In the Sundance hit, Miles Teller plays an obsessively focused jazz drummer at an elite New York conservatory under the strict tutelage of a drill-sergeant teacher (J.K. Simmons).

“Absolutely where I connected to Andrew was his drive and his ambition,” says Teller, the 27-year-old actor whose 2013 breakout with The Spectacular Now will continue with Whiplash. “You can look at this movie and say, ‘It’s destroying him. It’s killing him. He’s giving away his humanity for his art.’ But a lot of people go through life not caring about anything remotely as much as Andrew cares about drumming.”
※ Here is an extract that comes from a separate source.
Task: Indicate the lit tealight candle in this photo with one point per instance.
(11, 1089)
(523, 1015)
Whereas Teller is a fresh face to the gauntlet of awards season, David Fincher is a seasoned veteran - one who has consistently avoided the season’s trappings. He directs one of the autumn’s most anticipated movies, Gone Girl (October 2), an adaptation of the best-selling Gillian Flynn novel, starring Ben Affleck. Though the story’s twists are famous, Fincher says he was drawn by the murder mystery’s portrait of narcissism, the 24-hour news cycle and “the notion of tragedy vampirism”.
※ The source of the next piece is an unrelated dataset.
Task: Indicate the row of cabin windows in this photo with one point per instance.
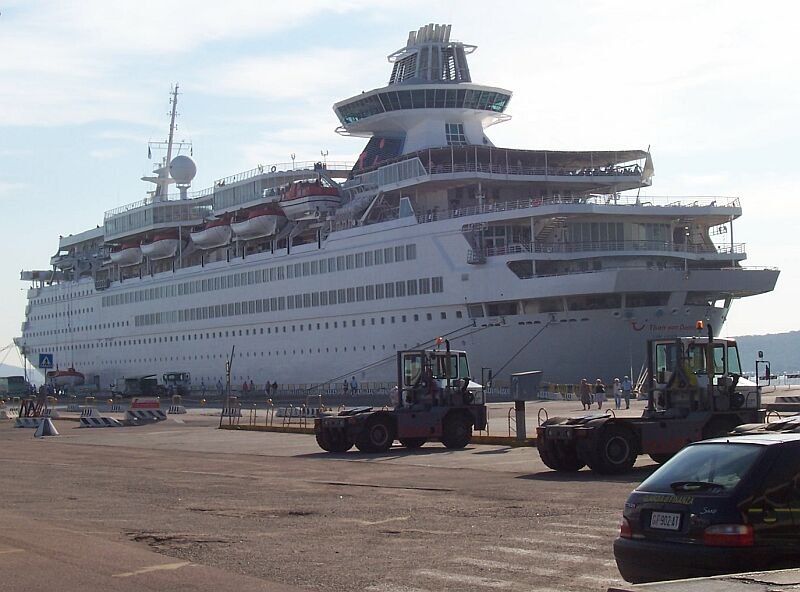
(296, 328)
(381, 291)
(339, 263)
“The exploitation is somebody else’s job,” Fincher says. “Right now, it’s like: ‘Let’s finish it and get it into theatres.’ I don’t put a lot of emphasis on ‘Let’s see if this can be decorated.’”

Other heavyweight filmmakers, of course, will be debuting films this autumn, including Paul Thomas Anderson’s Thomas Pynchon adaptation, Inherent Vice (December), starring Joaquin Phoenix. But no film is more eagerly awaited than Christopher Nolan’s Interstellar (November 6), a philosophical science fiction thriller starring Matthew McConaughey. A year after his Oscar win for Dallas Buyers Club, the McConaissance is going to space.
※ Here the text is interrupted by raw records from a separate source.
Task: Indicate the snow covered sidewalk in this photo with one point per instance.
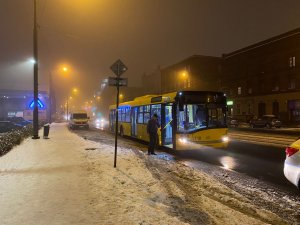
(58, 182)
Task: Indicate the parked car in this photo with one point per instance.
(292, 163)
(267, 121)
(6, 126)
(232, 122)
(18, 120)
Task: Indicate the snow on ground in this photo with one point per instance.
(58, 181)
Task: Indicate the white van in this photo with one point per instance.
(79, 119)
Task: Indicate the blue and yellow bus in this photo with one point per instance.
(188, 119)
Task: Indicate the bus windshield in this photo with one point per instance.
(200, 116)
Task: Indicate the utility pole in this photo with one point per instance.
(67, 109)
(50, 97)
(35, 78)
(118, 68)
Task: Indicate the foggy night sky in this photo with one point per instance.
(90, 35)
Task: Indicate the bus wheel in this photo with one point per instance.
(121, 131)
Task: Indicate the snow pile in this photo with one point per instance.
(58, 181)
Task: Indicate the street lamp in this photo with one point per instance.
(35, 78)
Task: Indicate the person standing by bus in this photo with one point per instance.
(152, 128)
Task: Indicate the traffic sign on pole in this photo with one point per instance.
(118, 68)
(114, 81)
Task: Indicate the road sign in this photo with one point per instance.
(114, 81)
(40, 104)
(118, 68)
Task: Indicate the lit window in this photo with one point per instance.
(239, 90)
(292, 83)
(292, 61)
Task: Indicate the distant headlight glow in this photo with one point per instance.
(182, 140)
(225, 139)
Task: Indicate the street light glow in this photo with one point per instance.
(31, 60)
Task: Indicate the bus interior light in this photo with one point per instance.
(183, 140)
(225, 139)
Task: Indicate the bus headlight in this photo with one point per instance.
(225, 139)
(182, 140)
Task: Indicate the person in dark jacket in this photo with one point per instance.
(152, 128)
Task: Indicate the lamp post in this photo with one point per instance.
(35, 78)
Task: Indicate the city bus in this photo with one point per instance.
(188, 119)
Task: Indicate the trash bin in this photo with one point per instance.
(46, 130)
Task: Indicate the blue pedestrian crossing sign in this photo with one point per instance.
(40, 104)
On tap are biopics on Jimi Hendrix (Jimi: All Is by my Side, September), Stephen Hawking (The Theory of Everything, November) and British painter J.M.W. Turner (Mr. Turner, October) revenge dramas with Liam Neeson (A Walk Among the Tombstones, September 18) and Denzel Washington (The Equalizer, September 25) and posthumous releases from Robin Williams (A Merry Friggin’ Christmas, November), James Gandolfini (the Brooklyn crime film The Drop, November 13) and Philip Seymour Hoffman (“The Hunger Games: Mockingjay: Part 1, November 20).

After a weak overall summer box office (down 14.7 per cent from 2013), movies like Mockingjay, the Will Smith-produced musical Annie (December 25), Ridley Scott’s Moses epic, Exodus: Gods and Kings (December) and Peter Jackson’s final Tolkien film, The Hobbit: The Battle of the Five Armies (December 11) will try to bring the crowds back.

Other performances to watch include Robert Downey Jr. in the courtroom drama The Judge (October 16), Meryl Streep as Stephen Sondheim’s witch in Into the Woods (December 25), Benedict Cumberbatch as Second World War code breaker Alan Turing in The Imitation Game (November) and Bill Murray as a cantankerous next-door-neighbour in St. Vincent (December 18).

No movie will offer more pronounced cross-programming to the prestige pictures of autumn than Dumb and Dumber To (November 13), the long-in-the-works sequel to the 1994 Jim Carrey and Jeff Daniels comedy of extreme idiocy. But even the resurrection of fools required serious conviction.

“There was the battle of ‘that was then, this is now,’ and, ‘It’s not going to work.’ All those guys keep their job by saying no,” says Daniels. “But we kept going, ‘How can this miss?’ Jim and I would look at each other and say, ‘This is a no-brainer’ — so to speak.”